Fiona Carney, Microsoft

15th April 2015

Posted In: The Interview

Fiona Carney’s career path has been straightforward; from corporate consulting into the multinational technology sector with Microsoft. But it has always been informed by two things; the example of her academic mother, and her passion for contributing something meaningful.

Words: Deirdre O’Shaughnessy

She recently spoke at Codess, a community aimed at promoting networking and career building among women in the technology sector and developed by Microsoft’s Alexa Glick, who arrived at the company via its acquisition of Skype.

The Dublin event was organised by her colleagues Ellen O’Neill and Deirdre Culbert, both of whom work in the technical side of Microsoft in Dublin,and heard from women in the industry about their own experiences as well as covering career coaching and gender in technology.

As a qualified career coach, Carney’s perspective on how to manage a career is interesting. Moving horizontally within a company can be as useful as a promotion, she says – she worked in operations for many years before moving into sales. However, she points out that with the fast moving nature of the tech industry, a title may remain the same while a role changes utterly over time.

“The most important thing for somebody is that they’re learning new skills, they’re feeling stretched, and that they’re getting new experiences.” She says people need to be open minded; be clear on their goals; communicate with others what these goals are; and to always ask for help.

“It’s ok to use different people for different things; let’s say there’s two or three things that you need to work on. It’s ok to go to two or three different people for those, if they each do one thing really well.” She mentors graduates, too. “They’re in such a rush to move and, it’s like they want everything at once. Sometimes you just have to take your time.”

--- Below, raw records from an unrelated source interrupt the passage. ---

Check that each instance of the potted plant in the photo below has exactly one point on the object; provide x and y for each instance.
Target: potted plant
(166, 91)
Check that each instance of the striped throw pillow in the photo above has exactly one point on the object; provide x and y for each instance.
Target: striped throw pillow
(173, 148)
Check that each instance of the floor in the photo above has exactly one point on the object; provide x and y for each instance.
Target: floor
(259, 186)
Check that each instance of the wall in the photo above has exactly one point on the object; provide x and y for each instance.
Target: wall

As a graduate of Commerce in UCD, Carney joined KPMG Consulting as a process strategy consultant, moving from there into Accenture where she worked on change management strategy.

During her time at Accenture, she spent eight months helping to develop a non-profit in Mexico. She and a French colleague devised a business plan for an organisation helping women to set up their own small businesses. She continues to value voluntary work, most recently mentoring small businesses with PLATO, while promoting and mentoring women is also a passion.

“I think it’s very important to be able to contribute and to share what I’ve learned in corporates with people who are getting started. There’s a lot we take for granted in big companies, with our resources and the way we can do things.”

In her day job at Microsoft, she has just taken on a new role as – a bit of a mouthful – ‘Director for Business Managements Dynamics Timezone EMEA’. In simple terms, she’s a sales process manager throughout European, Middle East and African markets, with a team working in different timezones throughout the area. It involves a lot of travel, but, she says, it’s workable if you are prepared to be flexible.

And Microsoft is a flexible company to work in, she says, with a practical approach to working from home and hours worked, due largely to its international complexity, with different people even within one team having to communicate with Asia in the morning or the US at night.

As well as this, the company is committed to gender diversity; something notably lacking in many technology companies.

In addition to her ‘day job’, Carney also acts as Gender Diversity Lead for the Dublin site, along with up to 40 women and men, who voluntarily organise events – such as Codess – and promote mentoring and coaching of women executives within the company.

According to its last gender diversity report, 29% of Microsoft employees are women. In some management teams at the Dublin site, Fiona points out that there is a 50/50 gender breakdown; in others, the figures aren’t so promising. In common with the rest of the IT industry, attracting women to non-technical roles is not so challenging, but attracting and then retaining them in the technical side of the business is difficult, hence the recent Codess event, aimed at just that.

To find out more about Codess events worldwide, see codess.net.

 

 (L-R: Alexa Glick, founder of Codess, and Fiona Carney, director EMEA Dynamics Operations and gender diversity lead for Microsoft Ireland.)